TK/ Mezar Taşları

6.3K 159 74
                                    

🍒 Selam 🍒

Malikanin içine geçtik, odama girmeden önce Savaş beni durdurup konuştu; "Bugün seni bir yere götüreceğim."

Bu cümleyi kurarken, aklında doğru mu yapıyor yoksa yanlış mı yapıyor hesap etmemişti ama ardından konuştum ve kuşkulandı;
"Şehire inecek miyiz?"

Gözlerime sanki bir gerçeklik arar gibi bakmıştı, gözlerini kırpmadan kurdu cümlesini; "Konuşacağız Arya, şimdi odana gir. Birazdan geleceğim."

SAVAŞ 'ın Ağzından;

Odasına girene kadar bekledim, girdiğinde ise odama bende geçtim. Kadir'i aradım ve hemen açmıştı;

"Istediğimi yaptın mı?"

"Evet abi, hazır."

"Güzel, bir saate oradayız. Sende oradan kaybol ve klübe geç."

"Nasıl istersen abi."

Telefonu kapattığımda odadan çıkıp Arya'nın odasına ilerledim, kapıyı çalmadan girdim koltukta oturuyordu.
Kapıyı kapatıp yanına yaklaştığımda ayağa kalkıp ellerini önünde bağladı, sinirli ses tonuyla konuştu;

"Bak burası benim tek yalnız kalabildiğim yer, şuan ben müsait olmaya bilirdim. Yani her kafana estiği zaman çat kapı odama giremezsin."

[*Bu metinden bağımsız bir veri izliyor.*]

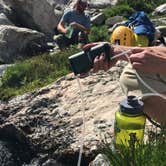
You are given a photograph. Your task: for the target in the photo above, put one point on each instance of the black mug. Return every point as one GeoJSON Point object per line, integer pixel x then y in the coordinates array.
{"type": "Point", "coordinates": [82, 62]}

Ona yaklaştığımda gözlerini bir kaç kere kırpıp ellerimi indirdi, cevapladım; "Burası senin değil, bu oda benim. Ve istediğim zaman istediğim saatte bu odaya girerim, kimse bana engel olamaz."

Gözlerime korkuyla baktığında konuyu fazla uzatmadan kapattım.

"Şimdi şehire ineceğiz, ama kaçmayı hayal edip boş işlerle uğraşmamanı isteyeceğim. Anlaşıldı mı?"

Yutkundu;
"Nereye götüreceksin beni?"

Elimi saçını omzundan arkaya itmek için kaldırdım ama yüzünü sol tarafına dönmüştü, elimi tekrar indirip; "Bu sorular yasaklı sorular Arya, ve cevap vermeyeceğim. Şimdi hazırlan, çıkalım."

Arkamı döndüğümde konuştu;  "Bekle."

Ona döndüm ve konuşmasını bekledim; "Beni bu evde ömür boyu hapsetmişsen, artık benim istediklerimi de yerine getirmekle yükümlüsün."

Tek kaşımı kaldırdım; "Öyle mi?"

Nefes verdi; "Bak, bu nasıl söylenir bilmiyorum... Ben benimle ilgilenin bir adam değil, bir kadın olmasını istiyorum. Onunla rahat bir şekilde konuşabileceğim, sohbet edebileceğim biri. Her tarafta adamlar var, bu beni rahatsız ediyor. Bugünü örnek verebilirim..."

"Benimle de herşeyi konuşabilirsin, illa bir kadın olması gerekmiyor."

"Lütfen, senden rica ediyorum."

Sesinde ki kuşkusuz istek ve gözlerinin yalan söylemediğini anladığımda bende bıkkın bir nefes verip konuştum;
"Düşüneceğim, ama bu kararımı sen değiştireceksin Arya."

"Ne istiyorsun?" Sesi titremişti.

Gözlerine kesin bir şekilde bakıp kararlı sesimle cevap verdim; "Buraya alışmanı ve ayak uydurmanı istiyorum. Ve bunu yapacaksın, bu yüzden sormuyorum."

Sinirlenmişti, her zamanki gibi...
"Beni tanımıyorsun."

Basit bir cevap verdim; "Hayatımda tanıdığım her kadın ve kızlar gibi bir karaktere sahipsin, yani tanıyorum."

Yumruklarını sıktı; "Ben her kadın ya da kız gibi değilim, öyle bir karakterede sahip değilim! Bana-"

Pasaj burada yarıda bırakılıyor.